Calculating cumulative sum for each row
You can also try mySum = t(apply(df, 1, cumsum))
.
The transpose is in there because the results come out transposed, for a reason I have not yet determined.
I'm sure there are fine solutions with plyr
, such as ddply
and multicore methods.
You want cumsum()
df <- within(df, acc_sum <- cumsum(count))
To replicate the OP's result, the cumsum
function is all that is needed, as Chase's answer shows. However, the OP's wording "for each row" possibly indicates interest in the cumulative sums of a matrix or data frame.

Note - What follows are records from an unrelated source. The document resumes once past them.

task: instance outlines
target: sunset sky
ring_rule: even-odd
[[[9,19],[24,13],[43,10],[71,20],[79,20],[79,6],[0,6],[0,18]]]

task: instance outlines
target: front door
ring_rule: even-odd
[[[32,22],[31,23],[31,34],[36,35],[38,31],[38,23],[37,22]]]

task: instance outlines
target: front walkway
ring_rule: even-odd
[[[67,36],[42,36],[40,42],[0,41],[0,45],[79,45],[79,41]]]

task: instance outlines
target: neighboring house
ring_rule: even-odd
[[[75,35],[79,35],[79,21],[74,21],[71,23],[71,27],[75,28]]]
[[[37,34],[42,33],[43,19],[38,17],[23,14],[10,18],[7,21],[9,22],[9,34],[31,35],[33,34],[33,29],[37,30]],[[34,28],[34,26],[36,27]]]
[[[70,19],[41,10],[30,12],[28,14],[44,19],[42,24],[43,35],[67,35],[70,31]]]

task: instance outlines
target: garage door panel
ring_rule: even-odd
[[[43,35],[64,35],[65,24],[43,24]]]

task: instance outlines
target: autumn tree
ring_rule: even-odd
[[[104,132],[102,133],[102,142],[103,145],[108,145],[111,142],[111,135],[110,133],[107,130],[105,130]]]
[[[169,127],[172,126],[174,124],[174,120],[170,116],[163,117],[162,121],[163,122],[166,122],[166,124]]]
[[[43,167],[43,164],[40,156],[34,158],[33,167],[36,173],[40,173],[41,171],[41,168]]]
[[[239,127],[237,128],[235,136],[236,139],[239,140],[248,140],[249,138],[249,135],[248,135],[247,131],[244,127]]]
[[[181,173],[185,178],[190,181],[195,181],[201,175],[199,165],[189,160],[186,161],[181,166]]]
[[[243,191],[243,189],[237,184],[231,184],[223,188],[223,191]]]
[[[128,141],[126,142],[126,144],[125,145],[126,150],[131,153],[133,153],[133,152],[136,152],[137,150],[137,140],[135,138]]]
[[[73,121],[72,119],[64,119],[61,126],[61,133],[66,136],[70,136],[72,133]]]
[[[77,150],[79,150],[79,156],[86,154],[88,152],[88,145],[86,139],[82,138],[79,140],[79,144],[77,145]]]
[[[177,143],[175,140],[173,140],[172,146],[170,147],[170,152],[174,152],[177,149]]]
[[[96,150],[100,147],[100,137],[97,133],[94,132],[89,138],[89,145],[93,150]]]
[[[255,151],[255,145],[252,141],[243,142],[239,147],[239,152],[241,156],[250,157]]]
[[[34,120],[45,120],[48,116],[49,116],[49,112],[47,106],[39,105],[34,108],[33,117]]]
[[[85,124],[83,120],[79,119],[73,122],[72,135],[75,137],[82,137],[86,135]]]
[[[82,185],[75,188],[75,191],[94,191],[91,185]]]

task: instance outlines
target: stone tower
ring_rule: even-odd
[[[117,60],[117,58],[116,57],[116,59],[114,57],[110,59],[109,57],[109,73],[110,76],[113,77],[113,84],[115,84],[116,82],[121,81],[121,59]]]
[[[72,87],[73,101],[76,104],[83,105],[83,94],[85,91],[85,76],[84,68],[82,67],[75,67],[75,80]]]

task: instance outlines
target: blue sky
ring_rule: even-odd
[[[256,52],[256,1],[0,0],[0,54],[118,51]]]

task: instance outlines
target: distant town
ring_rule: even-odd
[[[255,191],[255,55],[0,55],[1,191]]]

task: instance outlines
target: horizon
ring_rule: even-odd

For column-wise cumsums of a data.frame, interestingly, cumsum
is again all one needs! cumsum
is a primitive that is part of the Math
group of generic functions, which is defined for data frames as applying the function to each column; inside the code, it just does this : x[] <- lapply(x, .Generic, ...)
.
> foo <- matrix(1:6, ncol=3)
> df <- data.frame(foo)
> df
[,1] [,2] [,3]
[1,] 1 3 5
[2,] 2 4 6
> cumsum(df)
X1 X2 X3
1 1 3 5
2 3 7 11
Interestingly, sum
is not part of Math
, but part of the Summary
group of generic functions; for data frames, this group first converts the data frame to a matrix and then calls the generic, so sum
returns not column-wise sums but the overall sum:
> sum(df)
[1] 21
This discrepancy is (in my opinion) most likely because cumsum
returns a matrix of the same size as the original, but sum
would not.
For row-wise cumulative sums, there not a single function that replicates this behavior that I know of; Iterator's solution is probably one of the most straightforward.
If speed is an issue, it would be almost certainly be fastest and most foolproof to write it in C; however, it speeds up a little (~2x ?) for long loops by using a simple for loop.
rowCumSums <- function(x) {
for(i in seq_len(dim(x)[1])) { x[i,] <- cumsum(x[i,]) }; x
}
colCumSums <- function(x) {
for(i in seq_len(dim(x)[2])) { x[,i] <- cumsum(x[,i]) }; x
}
This can be sped up more by using the plain cumsum
and subtracting off the sum so far when you get to the end of a column. For row cumulative sums, one needs to transpose twice.
colCumSums2 <- function(x) {
matrix(cumsum(rbind(x,-colSums(x))), ncol=ncol(x))[1:nrow(x),]
}
rowCumSums2 <- function(x) {
t(colCumSums2(t(x)))
}
That's really a hack though. Don't do it.